What it takes to bring traditional adversaries together to advance action that everyone can agree on
We basically locked ourselves in a room for eight hours and said, okay, nobody leaves until we figure out how to solve this thing.
Mike Moffatt
Smart Prosperity Institute
According to the Canada Mortgage and Housing Corporation (CMHC), Canada is short 3.5 million homes. And there’s no single smoking gun to blame.
Supply has lagged demand for decades. Record population growth means more people than ever need a place to live. The building industry faces rising material costs and labour shortages. Canadians struggle to afford what’s on the market as rents and interest rates soar. And as the climate crisis escalates, floods and wildfires threaten more of the country’s existing housing stock while potentially causing families and entire communities to be displaced.
So how do we tackle that huge, complicated mess? Too often, the discussions pit landlords and investors against tenant rights groups and organizations fighting homelessness. But two key organizations — the Canadian Alliance to End Homelessness and REALPAC, a national association of apartment investors, financiers and landlords — recognized they had shared interests.
To explore that common ground, they approached Mike Moffatt, one of Canada’s foremost experts on housing policy and a key leader in the partnership between Smart Prosperity and Generate Canada. “We were seen as a trusted third party. We understood the issues, but we didn’t have a preconceived position.” says Moffatt.
We basically locked ourselves in a room for eight hours and said, okay, nobody leaves until we figure out how to solve this thing.
Mike Moffatt
Smart Prosperity Institute
In June 2023, Moffatt and his team brought together more than a dozen different representatives from industry, the social sector and academia to discuss how federal policies could create more rental housing — and make more of it affordable.
“We basically locked ourselves in a room for eight hours and said, okay, nobody leaves until we figure out how to solve this thing,” Moffatt recounts.
The process could have easily gone sideways, he said. Instead, participants found a surprising amount they agreed on, starting with the seriousness of the situation. Everyone in the room truly believed Canada is facing a crisis.
The next step was looking at the wide range of bottlenecks — from the lack of cross-sector coordination to lengthy approval times. Defining those issues allowed the group to then debate ways to address them. “We had difficult conversations, but nothing ever went off the rails,” Moffatt says. “We left the room with a general, very high-level consensus of what the solution should look like.”

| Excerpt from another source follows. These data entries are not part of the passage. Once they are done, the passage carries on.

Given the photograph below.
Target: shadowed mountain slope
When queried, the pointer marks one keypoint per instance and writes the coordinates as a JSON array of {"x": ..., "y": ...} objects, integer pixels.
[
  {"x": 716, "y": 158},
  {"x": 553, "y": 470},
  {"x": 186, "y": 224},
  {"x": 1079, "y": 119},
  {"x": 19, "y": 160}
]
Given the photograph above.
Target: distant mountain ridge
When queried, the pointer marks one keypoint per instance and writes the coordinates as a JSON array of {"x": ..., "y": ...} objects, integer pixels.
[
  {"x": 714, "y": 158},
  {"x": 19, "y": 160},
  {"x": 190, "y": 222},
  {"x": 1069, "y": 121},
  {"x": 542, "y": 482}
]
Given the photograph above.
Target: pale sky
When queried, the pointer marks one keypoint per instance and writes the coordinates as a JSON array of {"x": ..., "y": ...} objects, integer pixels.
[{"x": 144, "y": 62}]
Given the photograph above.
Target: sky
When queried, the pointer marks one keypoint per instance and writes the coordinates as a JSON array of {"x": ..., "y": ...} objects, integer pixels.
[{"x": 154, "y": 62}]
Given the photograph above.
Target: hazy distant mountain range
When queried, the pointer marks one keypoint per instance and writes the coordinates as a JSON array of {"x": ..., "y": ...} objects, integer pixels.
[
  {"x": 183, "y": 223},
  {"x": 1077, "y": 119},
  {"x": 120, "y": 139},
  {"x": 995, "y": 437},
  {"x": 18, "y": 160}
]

That consensus laid the groundwork for a National Housing Accord published in August 2023, which was subsequently endorsed by more than 70 organizations across the country.
The report provides a 10-point plan for bringing together public and private builders, the non-profit housing sector, investors and labour to address Canada’s rental shortage. Several of its recommendations found their way into the federal government’s fall economic statement, including eliminating the GST/HST on purpose-built rental housing and creating a catalogue of designs pre-approved by the CMHC to help fast-track construction.
That still leaves plenty more to do. But as Moffatt points out, Canada has successfully managed housing crises in the past — like the massive crunch following World War II. And that means we can do it again.
“Policy doesn’t change that quickly. And even when it does, homes take a while to get built,” he says. “But I’m cautiously optimistic that we are moving in the right direction.”